In Middle School, diversity and global themes are woven into the curriculum in numerous ways. For instance, themes of student perspective/identity, bias, stereotypes, and prejudice are examined through advisory, book clubs, and summer reading. In seventh-grade World Geography, students personally connect with numerous speakers from more than 30 countries from around the world. They also participate in an annual Immigration Day and hear from immigrants who share their stories, learn from an Immigration Services officer, and participate in other curricular activities intended to better their understanding of this issue. Students make connections with the required English reading of "Ask Me No Questions" and other interdisciplinary work in World Geography, science, Spanish, and math. Our mission is to foster healthy dialogue about the issues that emerge; not to tell students what to think, but to teach them how to arrive at their own conclusions and then how to discuss their ideas in a civil manner.
Opportunities expand further in Upper School. Freshman Seminar, a required course designed specifically for ninth graders, addresses various issues and developmental needs of young adolescents including harassment awareness, identity development, difference, and cooperation.
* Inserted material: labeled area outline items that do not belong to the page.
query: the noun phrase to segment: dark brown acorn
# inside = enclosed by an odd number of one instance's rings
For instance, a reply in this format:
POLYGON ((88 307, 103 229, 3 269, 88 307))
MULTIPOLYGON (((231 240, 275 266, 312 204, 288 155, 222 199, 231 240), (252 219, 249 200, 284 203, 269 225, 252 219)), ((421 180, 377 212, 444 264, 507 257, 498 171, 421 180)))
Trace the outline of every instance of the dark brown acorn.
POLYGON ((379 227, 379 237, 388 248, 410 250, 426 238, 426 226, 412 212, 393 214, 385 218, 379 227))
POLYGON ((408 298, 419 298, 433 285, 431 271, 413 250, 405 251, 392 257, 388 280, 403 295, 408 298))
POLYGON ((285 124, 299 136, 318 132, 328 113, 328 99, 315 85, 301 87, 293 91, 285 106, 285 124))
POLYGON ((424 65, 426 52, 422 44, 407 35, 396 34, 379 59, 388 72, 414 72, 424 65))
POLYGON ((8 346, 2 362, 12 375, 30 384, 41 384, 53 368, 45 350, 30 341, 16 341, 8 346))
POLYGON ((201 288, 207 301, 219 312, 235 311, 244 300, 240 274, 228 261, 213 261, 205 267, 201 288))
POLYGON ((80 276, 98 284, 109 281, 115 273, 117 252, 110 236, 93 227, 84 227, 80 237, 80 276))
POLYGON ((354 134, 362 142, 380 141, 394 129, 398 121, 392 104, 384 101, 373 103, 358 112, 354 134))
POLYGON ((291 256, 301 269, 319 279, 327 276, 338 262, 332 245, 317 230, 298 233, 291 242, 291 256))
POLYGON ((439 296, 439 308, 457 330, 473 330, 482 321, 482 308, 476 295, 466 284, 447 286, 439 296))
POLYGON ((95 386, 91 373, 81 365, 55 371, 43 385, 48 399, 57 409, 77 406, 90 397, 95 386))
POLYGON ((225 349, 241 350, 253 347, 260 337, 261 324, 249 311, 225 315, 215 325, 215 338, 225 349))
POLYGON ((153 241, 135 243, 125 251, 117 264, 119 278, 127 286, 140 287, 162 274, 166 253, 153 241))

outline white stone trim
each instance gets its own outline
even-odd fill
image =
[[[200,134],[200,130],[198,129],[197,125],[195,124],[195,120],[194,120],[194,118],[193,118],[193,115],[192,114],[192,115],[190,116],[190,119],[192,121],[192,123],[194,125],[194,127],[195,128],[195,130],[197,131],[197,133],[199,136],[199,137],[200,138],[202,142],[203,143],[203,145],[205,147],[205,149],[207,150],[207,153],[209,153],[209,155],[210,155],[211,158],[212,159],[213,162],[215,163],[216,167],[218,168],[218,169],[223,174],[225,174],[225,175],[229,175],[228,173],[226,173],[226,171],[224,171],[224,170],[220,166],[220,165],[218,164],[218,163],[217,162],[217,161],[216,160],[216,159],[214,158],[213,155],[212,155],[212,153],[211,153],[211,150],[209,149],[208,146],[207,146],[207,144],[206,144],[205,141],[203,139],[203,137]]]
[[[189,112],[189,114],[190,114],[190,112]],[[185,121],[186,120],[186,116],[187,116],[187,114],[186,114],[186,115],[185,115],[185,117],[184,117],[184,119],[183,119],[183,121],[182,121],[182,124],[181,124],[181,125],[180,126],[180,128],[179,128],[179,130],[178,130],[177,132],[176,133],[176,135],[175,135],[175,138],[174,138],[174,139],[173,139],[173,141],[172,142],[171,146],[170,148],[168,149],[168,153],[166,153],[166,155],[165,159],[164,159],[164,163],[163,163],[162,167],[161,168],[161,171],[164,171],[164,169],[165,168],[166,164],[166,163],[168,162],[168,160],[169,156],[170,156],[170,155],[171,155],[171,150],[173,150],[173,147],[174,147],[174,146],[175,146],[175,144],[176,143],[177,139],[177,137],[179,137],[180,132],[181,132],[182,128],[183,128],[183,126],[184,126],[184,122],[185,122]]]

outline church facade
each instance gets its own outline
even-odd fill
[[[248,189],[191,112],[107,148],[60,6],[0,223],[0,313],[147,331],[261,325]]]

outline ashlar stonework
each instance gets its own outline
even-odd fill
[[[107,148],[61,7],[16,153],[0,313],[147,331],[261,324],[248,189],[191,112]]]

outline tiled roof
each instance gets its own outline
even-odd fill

In addition, all freshmen are required to attend Diversity Awareness Forum sessions. Through English and history electives, students can dive deep into courses such as Philosophy, Faith, and Fiction; Education for Social Justice; African-American History; and 20th Century Women’s History.
As a school, we embrace the term “glocal,” which emphasizes understanding the global diversity and resources in the community where one lives prior to exploring the world beyond our borders. In addition to curricular connections, students can join a wide range of global-themed extracurricular clubs, and students are regularly involved in community international festivals and events, and opportunities to meet with diplomats and honorary consuls.
Our commitment to developing cultural awareness in our students provides them with the skills, experience, confidence, and motivation to play an active role in a world that is becoming ever more interconnected.